Akram Gharbi : Les risques qu'il doit avoir en tête, moi, je dirais, par rapport au positionnement du fonds, c'est un risque de volatilité sur les marchés, clairement. Le risque de crédit, le portefeuille est bien positionné en termes d'exposition par émetteur. Je l'ai déjà mentionné, on ne prend jamais des paris insensés. 1,75 maximum. Répartition sectorielle, géographique, c'est très bien. Il n'y a pas de crainte. La volatilité, c'est le marché. S'il y a un écartement de spread assez significatif, donc on mark to market. C'est un marché de crédit, c'est du High Yield, c'est des actifs risqués. Mais à part la volatilité des marchés, pour les gens qui n'aiment pas la volatilité...

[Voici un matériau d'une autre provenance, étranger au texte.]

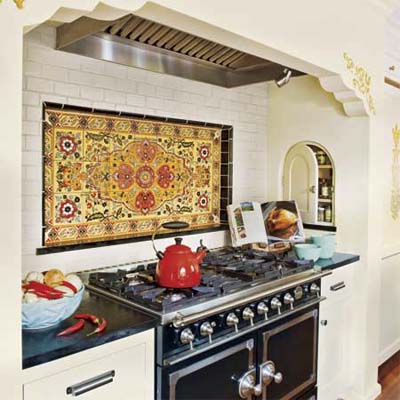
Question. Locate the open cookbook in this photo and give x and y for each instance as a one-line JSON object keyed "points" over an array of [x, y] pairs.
{"points": [[277, 221]]}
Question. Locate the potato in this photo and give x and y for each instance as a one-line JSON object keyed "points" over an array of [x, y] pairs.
{"points": [[54, 277]]}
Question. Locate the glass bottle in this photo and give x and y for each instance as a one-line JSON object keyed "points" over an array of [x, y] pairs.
{"points": [[324, 189], [328, 214]]}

Christophe Roche : On vient de parler du risque et puis on pourrait parler de rendement aussi. Vous en parliez tout à l'heure, ça va nous permettre de faire un parallèle sur le couple rendement-risque. On voit aujourd'hui beaucoup de produits qui sont proposés à nos clients, notamment certains produits structurés avec du capital garanti à 100 % et qui peuvent délivrer des coupons de 6 à 7 % annuels. Donc comment positionner un fonds à échéance tel que le vôtre par rapport à son taux actuel embarqué et à ce contexte concurrencentiel ?

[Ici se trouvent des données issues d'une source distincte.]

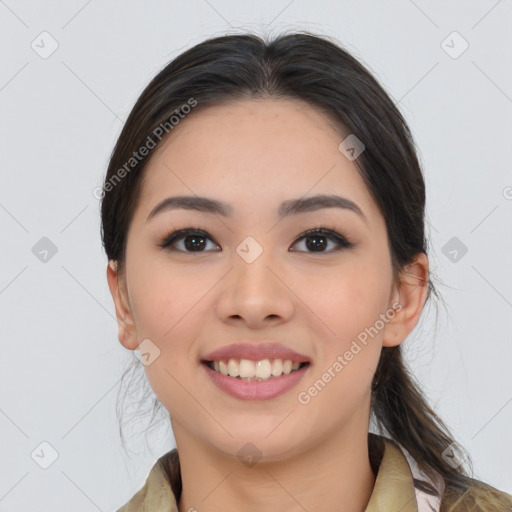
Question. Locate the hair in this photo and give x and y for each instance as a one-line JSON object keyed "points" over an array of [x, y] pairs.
{"points": [[323, 74]]}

Akram Gharbi : Bien sûr. Non, effectivement, c'est une question qui revient régulièrement. Après, tout dépendra, moi, je dirais, des objectifs de performance recherchés par le client final. Effectivement, les produits structurés, là j'ai vu ce qu'il s'est passé récemment sur Stellantis, on en parle beaucoup. Après il n'y a jamais quelque chose de gratuit sur les marchés. Aujourd'hui le contexte est relativement simple, aujourd'hui on est à 282 spreads sur le marché Investment Grade, à peu près au même niveau sur le marché US émergent, un peu moins. Aujourd'hui nous ce qu'on propose en termes de rendement c'est autour de 5 %, rendement courant, ce qu'on appelle le rendement au pire du fonds. Au-delà de ça, on propose des simulations de VL à échéance. C'est ça sur lesquelles j'attire l'attention pour calculer la performance actuarielle du client final. C'est une brique d'allocation. Peut-être aujourd'hui, vu le contexte de spread, il faut avoir 10 %. Si demain, le spread sera à 400 ou 500 points de base, peut-être qu'il faut passer plus. Par rapport à un produit structuré, vous avez plus de liquidité et surtout simplicité. Je pense qu'aujourd'hui, pour moi, le mot clé dans les contextes actuels de marché, il faut toujours comprendre où on investit. C'est très important, c'est fondamental. Je ne sais pas si je réponds. C'est très clair. Parfait.

Vincent Touraine : Ce sera en plus la conclusion de cette émission. Merci beaucoup à Akram Gharbi d'avoir été avec nous, Responsable de la Gestion High Yield et obligations convertibles de Crédit Mutuel Asset Management et merci à nos deux experts pour leur participation. Christophe Roche, Dirigeant Fondateur d'Octopus Patrimoine et Sébastien Delattre, Associé Gérant d'Ambre Patrimoine. Merci à toutes et à tous de nous avoir suivis et à très bientôt pour une nouvelle émission.